- Based on: A Murder of Quality by John le Carré
- Written by: John le Carré
- Directed by: Gavin Millar
- Starring: Denholm Elliott Joss Ackland Glenda Jackson Billie Whitelaw Diane Fletcher David Threlfall Christian Bale
- Music by: Stanley Myers
- Country of origin: United Kingdom
- Original language: English

Production
- Producer: Eric Abraham
- Cinematography: Denis Crossan
- Editor: Angus Newton
- Running time: 103 minutes
- Production companies: Portobello Pictures Thames Television

Original release
- Network: ITV
- Release: 10 April 1991
- Network: A&E
- Release: 13 October 1991

= A Murder of Quality (film) =

1991 British television film

A Murder of Quality is a 1991 television film directed by Gavin Millar and a screenplay written by John le Carré, based on his 1962 novel A Murder of Quality , first screened on 10 April 1991 on ITV in the United Kingdom.

==Plot==
George Smiley, at the request of his old wartime colleague Ailsa Brimley, investigates the murder of Stella Rode.
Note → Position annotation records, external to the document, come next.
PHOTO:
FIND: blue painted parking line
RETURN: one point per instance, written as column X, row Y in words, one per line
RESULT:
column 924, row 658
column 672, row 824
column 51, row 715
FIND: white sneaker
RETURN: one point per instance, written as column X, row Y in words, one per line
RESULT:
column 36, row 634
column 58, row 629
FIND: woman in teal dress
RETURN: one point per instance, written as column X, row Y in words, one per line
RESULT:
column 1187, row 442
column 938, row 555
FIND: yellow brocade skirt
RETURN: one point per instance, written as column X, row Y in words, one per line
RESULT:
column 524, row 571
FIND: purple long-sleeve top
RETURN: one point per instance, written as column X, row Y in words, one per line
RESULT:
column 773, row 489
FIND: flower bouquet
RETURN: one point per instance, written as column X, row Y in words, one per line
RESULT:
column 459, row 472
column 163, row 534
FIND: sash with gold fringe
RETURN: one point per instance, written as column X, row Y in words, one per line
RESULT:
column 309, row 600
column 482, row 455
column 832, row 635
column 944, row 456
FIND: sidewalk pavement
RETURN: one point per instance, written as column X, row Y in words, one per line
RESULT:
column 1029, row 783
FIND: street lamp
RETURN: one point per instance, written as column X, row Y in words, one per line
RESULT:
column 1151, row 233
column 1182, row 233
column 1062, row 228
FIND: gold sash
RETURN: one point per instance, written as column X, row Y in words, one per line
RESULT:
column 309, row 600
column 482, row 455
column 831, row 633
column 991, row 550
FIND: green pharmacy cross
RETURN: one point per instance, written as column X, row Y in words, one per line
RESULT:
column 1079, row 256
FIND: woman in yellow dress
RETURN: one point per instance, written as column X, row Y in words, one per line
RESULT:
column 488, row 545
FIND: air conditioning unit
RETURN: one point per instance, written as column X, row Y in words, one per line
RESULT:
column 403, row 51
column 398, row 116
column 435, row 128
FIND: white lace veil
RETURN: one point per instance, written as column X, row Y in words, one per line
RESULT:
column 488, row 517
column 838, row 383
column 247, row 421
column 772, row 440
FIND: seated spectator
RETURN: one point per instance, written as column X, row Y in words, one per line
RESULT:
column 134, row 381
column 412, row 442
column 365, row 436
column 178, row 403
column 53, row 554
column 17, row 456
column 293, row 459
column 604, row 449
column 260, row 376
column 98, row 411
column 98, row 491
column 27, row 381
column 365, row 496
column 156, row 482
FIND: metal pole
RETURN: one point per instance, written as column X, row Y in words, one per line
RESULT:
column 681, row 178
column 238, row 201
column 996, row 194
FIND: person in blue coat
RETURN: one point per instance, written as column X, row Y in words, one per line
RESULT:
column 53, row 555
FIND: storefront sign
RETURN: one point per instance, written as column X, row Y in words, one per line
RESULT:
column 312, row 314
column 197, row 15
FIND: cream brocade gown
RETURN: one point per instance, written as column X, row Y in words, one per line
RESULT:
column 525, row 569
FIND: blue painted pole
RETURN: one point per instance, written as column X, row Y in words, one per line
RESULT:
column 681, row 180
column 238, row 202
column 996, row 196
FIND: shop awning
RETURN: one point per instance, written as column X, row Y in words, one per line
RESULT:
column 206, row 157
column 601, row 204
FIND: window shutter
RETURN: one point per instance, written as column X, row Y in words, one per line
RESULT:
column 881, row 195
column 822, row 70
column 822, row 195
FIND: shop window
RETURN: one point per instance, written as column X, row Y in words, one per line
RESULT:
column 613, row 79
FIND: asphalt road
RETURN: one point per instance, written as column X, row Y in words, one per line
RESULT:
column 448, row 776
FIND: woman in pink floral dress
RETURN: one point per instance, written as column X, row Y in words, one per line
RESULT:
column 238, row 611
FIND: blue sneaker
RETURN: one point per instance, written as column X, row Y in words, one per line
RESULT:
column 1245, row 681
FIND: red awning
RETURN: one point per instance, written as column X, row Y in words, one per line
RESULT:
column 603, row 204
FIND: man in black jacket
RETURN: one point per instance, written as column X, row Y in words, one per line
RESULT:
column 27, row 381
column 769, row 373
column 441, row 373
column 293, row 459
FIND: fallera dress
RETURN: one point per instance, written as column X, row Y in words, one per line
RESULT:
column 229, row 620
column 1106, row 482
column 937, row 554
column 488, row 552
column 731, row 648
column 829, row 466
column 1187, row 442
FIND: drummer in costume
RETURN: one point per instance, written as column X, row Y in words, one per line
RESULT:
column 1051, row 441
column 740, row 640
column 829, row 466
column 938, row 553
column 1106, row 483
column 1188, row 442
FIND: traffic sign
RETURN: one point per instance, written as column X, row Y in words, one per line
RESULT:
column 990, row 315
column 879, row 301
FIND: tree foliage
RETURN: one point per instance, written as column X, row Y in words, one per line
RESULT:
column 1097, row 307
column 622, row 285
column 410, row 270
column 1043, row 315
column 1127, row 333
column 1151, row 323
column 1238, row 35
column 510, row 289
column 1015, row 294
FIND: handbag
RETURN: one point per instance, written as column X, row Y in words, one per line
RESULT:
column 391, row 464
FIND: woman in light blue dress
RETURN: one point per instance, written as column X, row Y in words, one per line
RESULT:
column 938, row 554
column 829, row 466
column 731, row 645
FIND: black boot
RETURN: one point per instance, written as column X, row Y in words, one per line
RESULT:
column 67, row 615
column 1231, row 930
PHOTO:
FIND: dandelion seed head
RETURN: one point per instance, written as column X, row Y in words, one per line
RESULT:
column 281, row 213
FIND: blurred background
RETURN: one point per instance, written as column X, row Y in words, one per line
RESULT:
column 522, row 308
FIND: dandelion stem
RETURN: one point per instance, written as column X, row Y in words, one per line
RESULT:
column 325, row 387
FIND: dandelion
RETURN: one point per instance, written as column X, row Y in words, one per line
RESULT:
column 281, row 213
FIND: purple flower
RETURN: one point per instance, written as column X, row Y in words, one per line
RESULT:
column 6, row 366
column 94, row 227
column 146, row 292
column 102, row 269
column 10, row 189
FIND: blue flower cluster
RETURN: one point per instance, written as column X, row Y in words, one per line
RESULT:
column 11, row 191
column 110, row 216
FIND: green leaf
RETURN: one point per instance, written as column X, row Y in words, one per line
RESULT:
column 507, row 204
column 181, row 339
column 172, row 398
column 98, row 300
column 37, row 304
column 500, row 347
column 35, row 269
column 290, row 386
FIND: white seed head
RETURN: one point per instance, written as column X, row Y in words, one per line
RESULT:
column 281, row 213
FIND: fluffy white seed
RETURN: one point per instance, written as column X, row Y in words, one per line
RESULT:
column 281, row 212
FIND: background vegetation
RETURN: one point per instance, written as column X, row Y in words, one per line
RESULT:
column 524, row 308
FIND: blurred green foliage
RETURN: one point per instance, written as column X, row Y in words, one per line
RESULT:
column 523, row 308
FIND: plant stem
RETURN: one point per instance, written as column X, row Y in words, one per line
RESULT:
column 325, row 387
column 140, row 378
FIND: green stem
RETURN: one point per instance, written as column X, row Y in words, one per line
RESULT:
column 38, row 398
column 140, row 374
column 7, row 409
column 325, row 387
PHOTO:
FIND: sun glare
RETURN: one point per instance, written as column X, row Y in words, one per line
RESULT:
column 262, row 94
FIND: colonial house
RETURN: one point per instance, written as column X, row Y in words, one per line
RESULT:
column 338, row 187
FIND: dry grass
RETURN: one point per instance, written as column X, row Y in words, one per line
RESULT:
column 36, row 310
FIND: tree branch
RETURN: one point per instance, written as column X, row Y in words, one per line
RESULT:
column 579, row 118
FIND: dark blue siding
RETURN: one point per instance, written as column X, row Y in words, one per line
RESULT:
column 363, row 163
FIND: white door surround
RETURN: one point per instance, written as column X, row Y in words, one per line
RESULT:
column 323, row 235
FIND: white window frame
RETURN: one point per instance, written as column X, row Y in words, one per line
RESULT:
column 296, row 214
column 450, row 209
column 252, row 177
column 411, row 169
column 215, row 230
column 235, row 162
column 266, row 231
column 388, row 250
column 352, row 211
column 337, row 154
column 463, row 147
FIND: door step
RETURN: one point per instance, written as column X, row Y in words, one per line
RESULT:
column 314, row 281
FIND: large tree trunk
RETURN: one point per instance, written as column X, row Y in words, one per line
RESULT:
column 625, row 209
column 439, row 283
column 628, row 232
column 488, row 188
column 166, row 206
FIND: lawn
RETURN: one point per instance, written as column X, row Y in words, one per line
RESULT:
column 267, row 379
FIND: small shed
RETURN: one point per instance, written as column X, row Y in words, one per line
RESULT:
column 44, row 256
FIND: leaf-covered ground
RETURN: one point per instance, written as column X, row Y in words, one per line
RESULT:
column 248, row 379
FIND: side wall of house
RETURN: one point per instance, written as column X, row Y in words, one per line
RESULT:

A letter had previously come to Brimley from Rode detailing a plot supposedly by her husband, Stanley Rode, who teaches at Carne School, to kill her. Upon investigating, Smiley learns of many secrets that were kept by the victim, one being that Terence Fielding, a house master at Carne, was being blackmailed by her due to past homosexual activities. Smiley solves the investigation when it is revealed that it was not Stanley Rode who murdered his wife, but Terence Fielding.

==Cast==
- Denholm Elliott as George Smiley
- Joss Ackland as Terence Fielding
- Glenda Jackson as Ailsa Brimley
- Billie Whitelaw as Mad Janie
- Diane Fletcher as Shane Hecht
- David Threlfall as Stanley Rode
- Christian Bale as Tim Perkins
- Nick Lewis as Tim Perkins's Friend

==Critical reception==
The New York Times wrote "Chronic Anglophiles can be assured that Mr. le Carre's fury is generally conveyed with ingrained British understatement and good manners. A top-notch cast makes sure of that. Mr. Elliott is perfect as the gray, piercingly intelligent Smiley; and his co-stars are sparkling."